Phone coverage and admissions in Florida senior care
Senior care admissions live on the phone, and Florida's regulatory framework adds specific reasons that phone responsiveness matters to the community itself. State surveyors, ombudsman investigators, hospital discharge planners, and adult protective services workers all reach communities through their general intake line. A missed call from any of those callers, especially during a complaint investigation window, is a meaningful operational risk. See the senior living hub for how Jonson is built around senior admissions workflows.

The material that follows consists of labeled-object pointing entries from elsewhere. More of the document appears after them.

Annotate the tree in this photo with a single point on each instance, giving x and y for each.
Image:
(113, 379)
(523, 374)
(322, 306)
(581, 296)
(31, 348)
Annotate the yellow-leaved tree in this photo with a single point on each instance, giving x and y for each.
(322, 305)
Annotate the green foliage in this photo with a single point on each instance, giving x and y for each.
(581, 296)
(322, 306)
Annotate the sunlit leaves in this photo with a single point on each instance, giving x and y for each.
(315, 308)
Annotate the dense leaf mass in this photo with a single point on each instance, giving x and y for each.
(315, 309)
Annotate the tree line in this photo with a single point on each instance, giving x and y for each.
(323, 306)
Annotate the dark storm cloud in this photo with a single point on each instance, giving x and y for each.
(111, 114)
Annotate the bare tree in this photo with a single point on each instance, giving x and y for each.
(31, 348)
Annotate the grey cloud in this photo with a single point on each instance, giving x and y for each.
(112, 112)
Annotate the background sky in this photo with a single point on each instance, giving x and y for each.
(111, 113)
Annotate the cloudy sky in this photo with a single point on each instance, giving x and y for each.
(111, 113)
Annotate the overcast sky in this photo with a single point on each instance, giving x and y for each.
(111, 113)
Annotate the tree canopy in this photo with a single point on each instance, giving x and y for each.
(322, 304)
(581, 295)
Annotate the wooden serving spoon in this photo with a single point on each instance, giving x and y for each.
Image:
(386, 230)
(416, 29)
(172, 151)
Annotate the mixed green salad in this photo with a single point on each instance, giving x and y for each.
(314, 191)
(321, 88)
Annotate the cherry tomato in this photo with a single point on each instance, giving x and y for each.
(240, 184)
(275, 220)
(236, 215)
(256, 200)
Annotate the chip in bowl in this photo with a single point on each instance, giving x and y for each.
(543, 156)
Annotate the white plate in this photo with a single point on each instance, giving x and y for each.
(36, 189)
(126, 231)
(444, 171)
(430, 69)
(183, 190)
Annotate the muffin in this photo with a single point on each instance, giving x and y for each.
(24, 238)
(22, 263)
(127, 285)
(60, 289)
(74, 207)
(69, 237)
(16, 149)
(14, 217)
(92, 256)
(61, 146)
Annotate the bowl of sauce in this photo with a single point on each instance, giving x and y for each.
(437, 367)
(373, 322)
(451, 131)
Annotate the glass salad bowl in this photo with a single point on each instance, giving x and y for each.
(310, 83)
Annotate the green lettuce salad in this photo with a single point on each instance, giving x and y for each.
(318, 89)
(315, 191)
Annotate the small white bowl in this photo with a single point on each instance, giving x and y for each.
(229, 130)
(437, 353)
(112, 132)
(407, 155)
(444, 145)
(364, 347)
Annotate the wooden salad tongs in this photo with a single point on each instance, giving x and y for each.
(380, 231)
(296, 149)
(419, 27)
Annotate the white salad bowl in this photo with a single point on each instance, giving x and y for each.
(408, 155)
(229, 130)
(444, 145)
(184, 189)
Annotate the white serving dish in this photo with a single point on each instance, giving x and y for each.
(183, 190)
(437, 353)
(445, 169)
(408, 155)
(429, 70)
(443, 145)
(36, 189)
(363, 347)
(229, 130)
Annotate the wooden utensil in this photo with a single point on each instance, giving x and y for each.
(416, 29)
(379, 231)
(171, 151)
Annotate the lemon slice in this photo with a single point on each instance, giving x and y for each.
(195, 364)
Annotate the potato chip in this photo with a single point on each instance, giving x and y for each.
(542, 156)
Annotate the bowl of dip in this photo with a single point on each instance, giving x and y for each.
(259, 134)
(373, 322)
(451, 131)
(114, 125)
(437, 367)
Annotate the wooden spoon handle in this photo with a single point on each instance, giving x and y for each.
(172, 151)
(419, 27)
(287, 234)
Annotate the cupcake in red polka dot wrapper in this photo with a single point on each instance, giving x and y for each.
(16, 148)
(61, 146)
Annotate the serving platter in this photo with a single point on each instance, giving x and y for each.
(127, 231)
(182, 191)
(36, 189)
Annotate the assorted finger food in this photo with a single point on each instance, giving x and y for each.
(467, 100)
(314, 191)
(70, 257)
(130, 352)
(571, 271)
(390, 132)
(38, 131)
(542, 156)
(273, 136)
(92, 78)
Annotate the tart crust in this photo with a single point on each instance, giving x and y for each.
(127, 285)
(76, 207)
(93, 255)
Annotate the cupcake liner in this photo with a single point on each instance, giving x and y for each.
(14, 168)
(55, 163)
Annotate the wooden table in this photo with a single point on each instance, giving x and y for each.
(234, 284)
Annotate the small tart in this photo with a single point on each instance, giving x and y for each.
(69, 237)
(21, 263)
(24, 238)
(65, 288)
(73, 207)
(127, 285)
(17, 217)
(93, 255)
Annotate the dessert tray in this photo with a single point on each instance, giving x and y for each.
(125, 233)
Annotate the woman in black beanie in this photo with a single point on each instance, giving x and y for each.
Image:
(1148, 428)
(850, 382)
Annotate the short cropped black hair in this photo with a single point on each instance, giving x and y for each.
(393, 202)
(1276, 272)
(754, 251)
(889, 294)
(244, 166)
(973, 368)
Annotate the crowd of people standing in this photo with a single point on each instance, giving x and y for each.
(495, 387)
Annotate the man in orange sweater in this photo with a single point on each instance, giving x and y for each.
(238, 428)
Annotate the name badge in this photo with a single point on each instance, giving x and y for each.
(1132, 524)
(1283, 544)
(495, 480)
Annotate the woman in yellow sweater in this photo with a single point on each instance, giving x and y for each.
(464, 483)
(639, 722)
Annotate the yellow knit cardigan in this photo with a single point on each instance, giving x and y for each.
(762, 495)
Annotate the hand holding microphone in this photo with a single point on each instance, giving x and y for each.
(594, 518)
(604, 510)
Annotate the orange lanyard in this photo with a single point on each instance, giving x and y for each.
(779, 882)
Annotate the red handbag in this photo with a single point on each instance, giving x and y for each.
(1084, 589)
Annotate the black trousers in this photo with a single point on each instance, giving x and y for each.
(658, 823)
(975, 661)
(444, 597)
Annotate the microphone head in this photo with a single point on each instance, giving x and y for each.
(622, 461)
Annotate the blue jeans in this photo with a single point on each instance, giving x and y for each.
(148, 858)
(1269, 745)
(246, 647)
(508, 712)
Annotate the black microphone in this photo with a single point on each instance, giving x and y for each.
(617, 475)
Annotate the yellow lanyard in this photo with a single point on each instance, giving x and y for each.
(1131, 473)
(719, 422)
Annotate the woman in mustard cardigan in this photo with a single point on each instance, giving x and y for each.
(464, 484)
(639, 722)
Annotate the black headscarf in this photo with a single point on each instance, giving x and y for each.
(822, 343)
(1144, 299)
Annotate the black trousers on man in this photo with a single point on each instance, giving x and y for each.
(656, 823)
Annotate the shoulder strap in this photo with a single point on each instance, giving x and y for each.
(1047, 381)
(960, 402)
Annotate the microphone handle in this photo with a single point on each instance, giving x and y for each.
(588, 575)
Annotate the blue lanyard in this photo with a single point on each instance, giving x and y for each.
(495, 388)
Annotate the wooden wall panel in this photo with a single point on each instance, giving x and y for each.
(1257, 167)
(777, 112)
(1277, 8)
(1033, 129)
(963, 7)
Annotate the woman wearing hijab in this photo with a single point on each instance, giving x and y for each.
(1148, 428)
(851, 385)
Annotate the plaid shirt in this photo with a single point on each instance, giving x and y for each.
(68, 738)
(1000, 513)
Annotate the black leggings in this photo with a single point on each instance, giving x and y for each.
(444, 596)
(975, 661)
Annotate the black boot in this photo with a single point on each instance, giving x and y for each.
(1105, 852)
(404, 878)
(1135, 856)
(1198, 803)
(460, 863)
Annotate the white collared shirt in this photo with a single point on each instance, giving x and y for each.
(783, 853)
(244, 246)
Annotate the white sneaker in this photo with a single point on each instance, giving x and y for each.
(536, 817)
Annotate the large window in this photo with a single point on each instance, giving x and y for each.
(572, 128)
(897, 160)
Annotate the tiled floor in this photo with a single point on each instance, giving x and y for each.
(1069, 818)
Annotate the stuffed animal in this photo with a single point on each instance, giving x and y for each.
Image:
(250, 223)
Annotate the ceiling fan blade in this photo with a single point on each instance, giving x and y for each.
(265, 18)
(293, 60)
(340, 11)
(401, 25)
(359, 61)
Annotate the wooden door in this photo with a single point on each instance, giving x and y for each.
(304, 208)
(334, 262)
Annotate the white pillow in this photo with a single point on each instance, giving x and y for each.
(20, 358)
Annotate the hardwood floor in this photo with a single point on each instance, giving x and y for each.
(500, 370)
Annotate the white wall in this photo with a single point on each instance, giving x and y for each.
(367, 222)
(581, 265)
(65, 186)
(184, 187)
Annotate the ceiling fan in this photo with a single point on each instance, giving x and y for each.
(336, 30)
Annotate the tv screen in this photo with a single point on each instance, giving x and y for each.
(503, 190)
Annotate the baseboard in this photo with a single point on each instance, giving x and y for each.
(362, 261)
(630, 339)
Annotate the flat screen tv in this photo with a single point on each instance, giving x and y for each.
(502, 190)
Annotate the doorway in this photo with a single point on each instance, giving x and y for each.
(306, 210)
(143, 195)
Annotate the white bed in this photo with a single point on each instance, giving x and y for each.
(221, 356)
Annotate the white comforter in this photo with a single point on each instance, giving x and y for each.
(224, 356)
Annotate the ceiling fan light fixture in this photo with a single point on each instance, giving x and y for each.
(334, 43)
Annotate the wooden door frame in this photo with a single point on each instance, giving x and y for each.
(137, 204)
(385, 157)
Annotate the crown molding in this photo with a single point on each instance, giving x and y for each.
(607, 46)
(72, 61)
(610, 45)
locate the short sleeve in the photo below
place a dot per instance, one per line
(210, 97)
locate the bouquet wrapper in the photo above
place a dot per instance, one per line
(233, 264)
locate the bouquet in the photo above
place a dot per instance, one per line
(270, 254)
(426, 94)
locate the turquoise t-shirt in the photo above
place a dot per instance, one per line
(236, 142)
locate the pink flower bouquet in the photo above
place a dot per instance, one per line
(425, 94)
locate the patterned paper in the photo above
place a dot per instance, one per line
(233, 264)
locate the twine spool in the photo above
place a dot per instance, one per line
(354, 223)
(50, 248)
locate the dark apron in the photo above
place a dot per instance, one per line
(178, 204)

Frequently asked questions about Florida senior care regulations
What is the difference between standard ALF and ECC licensure in Florida?
A standard Assisted Living Facility license covers residents who do not need ongoing nursing services. Extended Congregate Care (ECC) is an endorsement that allows the community to retain residents who need more nursing oversight than a standard ALF can provide, including some terminal care.
Does Florida require a separate memory care license?
Florida does not issue a separate memory care license. Communities marketing as memory care must obtain an LMH, ECC, or LNS endorsement on top of the base ALF license and meet section 429.178 staff dementia training requirements.
What is the Florida Certificate of Need (CON) program for hospice?
Florida limits the number of licensed hospices per service area through a Certificate of Need process. A new hospice cannot enter a Florida service area without a CON approval, regardless of Medicare certification status.
How does Florida handle hurricane emergency preparedness for senior communities?
After Hurricane Irma, Florida tightened emergency preparedness rules for nursing homes and ALFs, including generator and ambient-temperature requirements under emergency rule 59A-4 and 59A-36, Florida Administrative Code. Surveyors check these provisions every year before hurricane season.
Sources and official references
- AHCA Nursing Homes
- AHCA Assisted Living
- Florida Long-Term Care Ombudsman
- AHCA Hospice
- CMS Medicare.gov Care Compare
This page summarizes commonly-referenced Florida senior care regulatory requirements as of 2026. It is not legal or clinical advice. Verify every detail directly with the relevant state agency and consult counsel for legal questions specific to a community. The ombudsman office is the right first call when the concern is resident rights rather than clinical care.